Associated cause of death: “aplastic anemia.”
Confused, Nina went back to the Web site. The site went on to quote an anxious letter from the tsarina in the early 1900s referring to Alexis’s bouts with fever. “It’s possible the diagnosis for his illness was in error, since hemophiliacs do not suffer fever during their attacks,” the Web page said.
She called Ginger. “You up?”
“Always.”
“First of all, is there any possibility Constantin Zhukovsky really was the tsarevitch? Was he misdiagnosed with thrombowhatchamacallit, but really had hemophilia?”

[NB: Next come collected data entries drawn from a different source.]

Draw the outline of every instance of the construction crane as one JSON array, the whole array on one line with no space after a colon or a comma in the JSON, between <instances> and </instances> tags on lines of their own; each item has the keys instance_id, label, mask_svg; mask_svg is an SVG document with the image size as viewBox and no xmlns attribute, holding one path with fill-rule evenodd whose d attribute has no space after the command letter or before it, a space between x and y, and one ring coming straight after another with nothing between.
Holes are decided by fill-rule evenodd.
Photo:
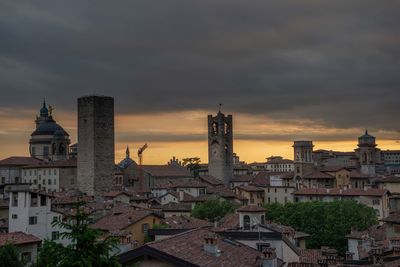
<instances>
[{"instance_id":1,"label":"construction crane","mask_svg":"<svg viewBox=\"0 0 400 267\"><path fill-rule=\"evenodd\" d=\"M144 177L143 177L143 152L146 150L147 144L144 144L142 147L138 149L138 159L139 159L139 191L143 192L144 191Z\"/></svg>"}]
</instances>

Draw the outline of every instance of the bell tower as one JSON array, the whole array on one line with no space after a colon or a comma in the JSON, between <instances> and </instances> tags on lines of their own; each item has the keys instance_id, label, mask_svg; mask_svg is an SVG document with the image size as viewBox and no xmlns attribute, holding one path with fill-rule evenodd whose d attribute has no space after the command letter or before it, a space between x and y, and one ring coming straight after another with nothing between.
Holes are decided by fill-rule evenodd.
<instances>
[{"instance_id":1,"label":"bell tower","mask_svg":"<svg viewBox=\"0 0 400 267\"><path fill-rule=\"evenodd\" d=\"M208 115L208 173L229 185L233 177L232 115Z\"/></svg>"}]
</instances>

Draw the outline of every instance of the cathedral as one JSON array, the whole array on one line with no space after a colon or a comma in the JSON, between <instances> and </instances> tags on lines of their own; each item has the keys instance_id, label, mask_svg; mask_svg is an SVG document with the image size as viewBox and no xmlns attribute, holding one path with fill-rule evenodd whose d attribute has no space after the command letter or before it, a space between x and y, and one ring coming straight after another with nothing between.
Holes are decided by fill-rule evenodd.
<instances>
[{"instance_id":1,"label":"cathedral","mask_svg":"<svg viewBox=\"0 0 400 267\"><path fill-rule=\"evenodd\" d=\"M39 116L36 116L36 129L29 140L29 153L43 160L64 160L68 158L69 134L53 118L52 107L43 101Z\"/></svg>"}]
</instances>

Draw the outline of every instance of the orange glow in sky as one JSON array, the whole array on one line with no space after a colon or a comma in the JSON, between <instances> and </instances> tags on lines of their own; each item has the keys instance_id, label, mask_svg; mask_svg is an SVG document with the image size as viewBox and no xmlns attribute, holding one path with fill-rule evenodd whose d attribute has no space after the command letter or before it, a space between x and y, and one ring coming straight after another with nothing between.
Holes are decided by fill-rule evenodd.
<instances>
[{"instance_id":1,"label":"orange glow in sky","mask_svg":"<svg viewBox=\"0 0 400 267\"><path fill-rule=\"evenodd\" d=\"M13 113L0 109L0 158L28 155L30 134L34 131L37 111ZM173 156L200 157L207 162L207 114L209 111L187 111L168 114L123 115L115 117L116 162L125 157L126 146L131 158L137 160L137 149L144 143L149 148L144 153L145 164L165 164ZM54 118L76 142L76 113L56 110ZM234 152L248 163L265 161L266 157L280 155L293 159L293 140L313 140L315 149L353 151L357 137L363 129L336 129L310 121L278 121L267 116L233 114ZM381 149L399 149L396 133L378 131Z\"/></svg>"}]
</instances>

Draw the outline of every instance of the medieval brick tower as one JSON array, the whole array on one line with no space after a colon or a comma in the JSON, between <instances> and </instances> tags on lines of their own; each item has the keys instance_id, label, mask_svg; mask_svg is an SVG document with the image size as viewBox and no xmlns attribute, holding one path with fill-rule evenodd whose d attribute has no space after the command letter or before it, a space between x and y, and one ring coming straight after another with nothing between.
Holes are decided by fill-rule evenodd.
<instances>
[{"instance_id":1,"label":"medieval brick tower","mask_svg":"<svg viewBox=\"0 0 400 267\"><path fill-rule=\"evenodd\" d=\"M314 171L312 141L294 141L294 179L296 184Z\"/></svg>"},{"instance_id":2,"label":"medieval brick tower","mask_svg":"<svg viewBox=\"0 0 400 267\"><path fill-rule=\"evenodd\" d=\"M78 98L78 188L88 195L108 191L114 181L114 99Z\"/></svg>"},{"instance_id":3,"label":"medieval brick tower","mask_svg":"<svg viewBox=\"0 0 400 267\"><path fill-rule=\"evenodd\" d=\"M358 137L358 148L355 150L359 158L361 172L368 176L376 175L376 165L381 163L381 150L376 147L375 137L365 134Z\"/></svg>"},{"instance_id":4,"label":"medieval brick tower","mask_svg":"<svg viewBox=\"0 0 400 267\"><path fill-rule=\"evenodd\" d=\"M233 177L232 115L208 115L208 173L226 185Z\"/></svg>"}]
</instances>

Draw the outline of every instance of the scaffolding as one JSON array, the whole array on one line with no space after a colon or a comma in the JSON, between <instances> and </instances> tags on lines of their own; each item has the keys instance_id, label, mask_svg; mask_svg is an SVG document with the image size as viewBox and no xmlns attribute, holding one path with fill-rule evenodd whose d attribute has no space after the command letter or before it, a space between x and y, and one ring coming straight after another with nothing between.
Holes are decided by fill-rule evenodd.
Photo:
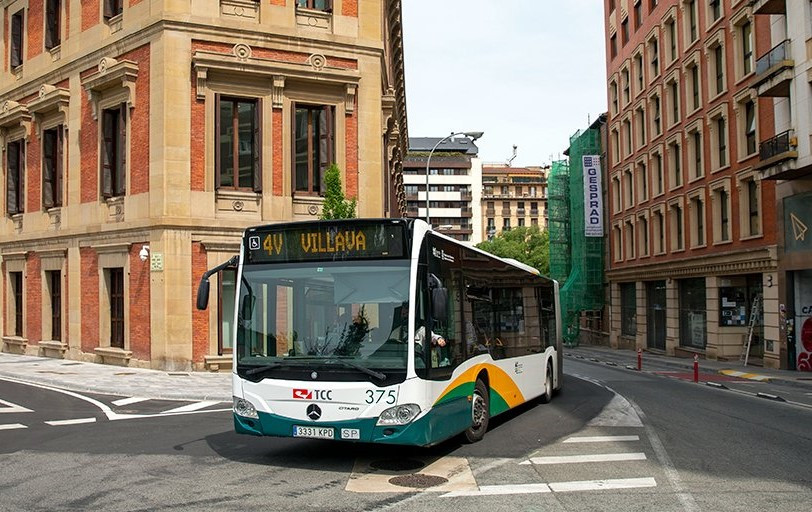
<instances>
[{"instance_id":1,"label":"scaffolding","mask_svg":"<svg viewBox=\"0 0 812 512\"><path fill-rule=\"evenodd\" d=\"M561 319L569 346L578 344L582 313L600 310L604 302L604 237L585 236L581 158L601 153L600 130L579 130L570 138L569 164L555 162L550 173L550 275L563 283Z\"/></svg>"}]
</instances>

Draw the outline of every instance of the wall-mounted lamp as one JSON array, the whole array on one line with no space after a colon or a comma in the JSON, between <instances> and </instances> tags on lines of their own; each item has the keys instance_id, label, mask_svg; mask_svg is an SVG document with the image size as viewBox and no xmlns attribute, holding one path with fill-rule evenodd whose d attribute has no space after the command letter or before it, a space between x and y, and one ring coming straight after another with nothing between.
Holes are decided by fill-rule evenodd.
<instances>
[{"instance_id":1,"label":"wall-mounted lamp","mask_svg":"<svg viewBox=\"0 0 812 512\"><path fill-rule=\"evenodd\" d=\"M138 257L141 258L141 261L147 261L147 258L149 258L149 246L148 245L141 246L141 250L138 252Z\"/></svg>"}]
</instances>

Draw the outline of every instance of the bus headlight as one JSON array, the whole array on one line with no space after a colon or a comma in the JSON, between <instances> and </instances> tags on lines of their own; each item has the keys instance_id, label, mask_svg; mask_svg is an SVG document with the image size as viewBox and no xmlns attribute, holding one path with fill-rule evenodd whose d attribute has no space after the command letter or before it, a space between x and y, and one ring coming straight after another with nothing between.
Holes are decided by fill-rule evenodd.
<instances>
[{"instance_id":1,"label":"bus headlight","mask_svg":"<svg viewBox=\"0 0 812 512\"><path fill-rule=\"evenodd\" d=\"M420 414L420 406L417 404L396 405L381 413L377 426L406 425L418 414Z\"/></svg>"},{"instance_id":2,"label":"bus headlight","mask_svg":"<svg viewBox=\"0 0 812 512\"><path fill-rule=\"evenodd\" d=\"M254 404L243 398L234 397L234 414L242 416L243 418L259 419L257 410Z\"/></svg>"}]
</instances>

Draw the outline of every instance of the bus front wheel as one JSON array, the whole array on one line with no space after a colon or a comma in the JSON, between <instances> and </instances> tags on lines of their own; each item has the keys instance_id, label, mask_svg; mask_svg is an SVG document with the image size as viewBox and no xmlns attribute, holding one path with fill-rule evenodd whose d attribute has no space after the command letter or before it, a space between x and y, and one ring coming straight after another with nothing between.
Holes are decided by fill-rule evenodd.
<instances>
[{"instance_id":1,"label":"bus front wheel","mask_svg":"<svg viewBox=\"0 0 812 512\"><path fill-rule=\"evenodd\" d=\"M477 379L471 398L471 426L465 431L465 439L469 443L475 443L485 437L488 420L490 420L490 407L488 386L482 380Z\"/></svg>"}]
</instances>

“I would have to examine his medical records to be sure,” she said, “but I would have to say no. He was born in 1904, before there was an adequate treatment for hemophilia. I don’t think he could have lived into his seventies. He would certainly have been an invalid from an early age. No, I don’t think it’s possible. He died of thrombocytopenia, which is also a hemorrhagic syndrome, but some of the symptoms are different.”
“Okay, then here’s something else. I’ve been doing some reading about hemophilia. This Web page says hemophiliacs don’t have fever during bleeding spells. Is that true?”
“Let me check. I know a lot, but not every single thing.” Ginger’s phone clunked down.
Nina rubbed her head, trying to move the aching from one side to the other while she waited for Ginger to return.
“It’s true. Fever isn’t associated with hemophilia in general, but Nina, people with that disease can get a lot of associated problems, infections, all kinds of things that might cause fever.”
They hung up, Ginger returning to her nocturnal lab ramblings, and Nina returning to the tsarina’s letter. So maybe the tsarevitch was a sick hemophiliac with complications that caused fever.
Or maybe the Web site was right and the tsarevitch was the one who was misdiagnosed, way back at the turn of the century. He didn’t have hemophilia, but had thrombo-thrombo-whatever.
His body was not buried at Ekaterinburg along with the rest of his family. Maybe he escaped.
Maybe Constantin Zhukovsky really was Alexis Nicholaevich Romanov. Then Christina had been heir to the tsar all along. Then Alex, then Gabe, and, ultimately, Stefan.